Barbie Attempts to Give Blood

Blood. It is a little icky and I don’t really want to see it spurting out of an open wound, but I am also not going to faint at the sight of a cut or a needle.  Recently, the nurse at the consulate organized a blood drive and after advertising it in my Panda Post, I figured I’d better support the cause and go donate some of my own oozy, red fluid.

I had good intentions. I would like to make that very clear. Good intentions.

It started with me skittering out of a meeting and running back to my office to grab my ID, I went out to the alley where the blood bus was located. (Yes. This is legit. The donation was taking place in a bus. The bus was parked in the alley. It’s all good…) After filling in my official government form acknowledging that I do not have a communicable disease, that I have not taken aspirin in the last week, have not donated blood in the last six months and I am not currently (or within three days on either side) menstruating, I was allowed to enter the van.

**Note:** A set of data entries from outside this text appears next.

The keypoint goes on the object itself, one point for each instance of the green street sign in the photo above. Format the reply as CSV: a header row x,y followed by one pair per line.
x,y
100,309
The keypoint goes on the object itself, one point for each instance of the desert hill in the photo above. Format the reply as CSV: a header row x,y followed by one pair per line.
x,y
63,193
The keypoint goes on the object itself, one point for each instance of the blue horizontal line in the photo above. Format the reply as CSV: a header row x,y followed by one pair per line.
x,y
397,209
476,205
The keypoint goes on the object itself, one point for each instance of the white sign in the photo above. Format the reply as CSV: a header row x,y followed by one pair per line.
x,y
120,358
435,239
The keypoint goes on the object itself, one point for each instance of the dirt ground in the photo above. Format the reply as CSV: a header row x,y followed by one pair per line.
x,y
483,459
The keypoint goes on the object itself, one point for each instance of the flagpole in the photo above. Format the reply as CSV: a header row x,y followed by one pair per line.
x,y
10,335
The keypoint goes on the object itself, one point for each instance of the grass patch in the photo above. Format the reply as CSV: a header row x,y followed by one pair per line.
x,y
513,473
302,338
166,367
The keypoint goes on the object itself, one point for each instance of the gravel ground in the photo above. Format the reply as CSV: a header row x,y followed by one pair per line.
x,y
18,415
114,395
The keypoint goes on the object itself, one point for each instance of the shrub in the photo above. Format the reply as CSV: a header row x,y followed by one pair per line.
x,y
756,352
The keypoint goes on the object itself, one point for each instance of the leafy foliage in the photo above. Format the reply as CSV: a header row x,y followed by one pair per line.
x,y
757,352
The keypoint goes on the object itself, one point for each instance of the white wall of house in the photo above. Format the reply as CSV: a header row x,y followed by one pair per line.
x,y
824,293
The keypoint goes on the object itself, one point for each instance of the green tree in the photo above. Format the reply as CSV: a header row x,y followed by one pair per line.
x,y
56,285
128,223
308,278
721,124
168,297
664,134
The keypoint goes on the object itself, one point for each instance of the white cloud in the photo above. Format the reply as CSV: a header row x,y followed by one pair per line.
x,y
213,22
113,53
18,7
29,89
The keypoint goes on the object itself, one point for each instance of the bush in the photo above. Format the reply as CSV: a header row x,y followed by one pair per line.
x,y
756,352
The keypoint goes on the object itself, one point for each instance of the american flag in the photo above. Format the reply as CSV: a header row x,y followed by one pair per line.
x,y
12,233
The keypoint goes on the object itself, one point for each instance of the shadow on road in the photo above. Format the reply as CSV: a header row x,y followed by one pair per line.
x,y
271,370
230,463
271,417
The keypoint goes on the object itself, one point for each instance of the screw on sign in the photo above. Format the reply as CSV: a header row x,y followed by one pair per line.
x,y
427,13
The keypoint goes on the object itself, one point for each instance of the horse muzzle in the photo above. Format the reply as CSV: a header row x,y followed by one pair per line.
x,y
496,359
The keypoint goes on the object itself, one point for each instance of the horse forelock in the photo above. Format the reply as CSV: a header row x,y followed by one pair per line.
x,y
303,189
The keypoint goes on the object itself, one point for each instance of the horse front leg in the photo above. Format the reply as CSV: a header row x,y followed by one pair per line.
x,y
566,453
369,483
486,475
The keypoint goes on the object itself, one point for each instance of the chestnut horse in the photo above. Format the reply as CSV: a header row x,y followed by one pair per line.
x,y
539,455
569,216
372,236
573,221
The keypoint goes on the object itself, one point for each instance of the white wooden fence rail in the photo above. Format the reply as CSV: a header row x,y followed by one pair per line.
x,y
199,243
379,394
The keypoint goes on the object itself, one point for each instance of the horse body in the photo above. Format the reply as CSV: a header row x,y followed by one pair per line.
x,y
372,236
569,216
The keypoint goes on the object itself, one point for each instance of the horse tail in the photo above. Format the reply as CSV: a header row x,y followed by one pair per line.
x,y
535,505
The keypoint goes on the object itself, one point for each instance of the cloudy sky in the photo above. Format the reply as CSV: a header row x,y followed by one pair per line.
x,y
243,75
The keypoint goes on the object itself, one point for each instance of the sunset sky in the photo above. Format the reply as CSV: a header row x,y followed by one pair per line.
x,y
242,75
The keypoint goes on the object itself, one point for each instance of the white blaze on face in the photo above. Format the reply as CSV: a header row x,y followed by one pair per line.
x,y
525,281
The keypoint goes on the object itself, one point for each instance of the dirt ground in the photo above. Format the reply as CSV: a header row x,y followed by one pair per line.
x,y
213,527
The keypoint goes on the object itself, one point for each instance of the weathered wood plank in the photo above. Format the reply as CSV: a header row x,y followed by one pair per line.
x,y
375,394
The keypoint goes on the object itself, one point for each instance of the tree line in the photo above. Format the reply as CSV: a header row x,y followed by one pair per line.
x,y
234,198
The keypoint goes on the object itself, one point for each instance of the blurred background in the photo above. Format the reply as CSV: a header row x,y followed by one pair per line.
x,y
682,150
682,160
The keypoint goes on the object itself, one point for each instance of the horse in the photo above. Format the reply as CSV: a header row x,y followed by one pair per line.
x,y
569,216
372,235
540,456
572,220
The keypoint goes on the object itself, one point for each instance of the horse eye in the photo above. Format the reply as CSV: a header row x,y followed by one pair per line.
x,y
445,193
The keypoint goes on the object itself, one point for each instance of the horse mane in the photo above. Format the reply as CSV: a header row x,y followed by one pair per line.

Upon arrival in the van, I was taken to a table where a nurse pricked my finger and then milked blood from the tip to put on a coded chart. She determined that I had type O blood, which was actually great information to have. You see, my whole life, I had been told that I was A-positive. Then, when Thad and I  were doing our medical forms for the Foreign Service, we had to have blood tests and one came back A-positive and one came back O. Thad’s paper said he was the A-positive, but I was convinced they must have mixed them up, because I had always been told that was my blood type and he didn’t know his, so I thought it could have been a simple data-entry mistake. (Plus, as a total over-achiever when it comes to school stuff, being A-positive would have fit with my nerd-like eagerness to always have the best score.) Now I know. I’m O.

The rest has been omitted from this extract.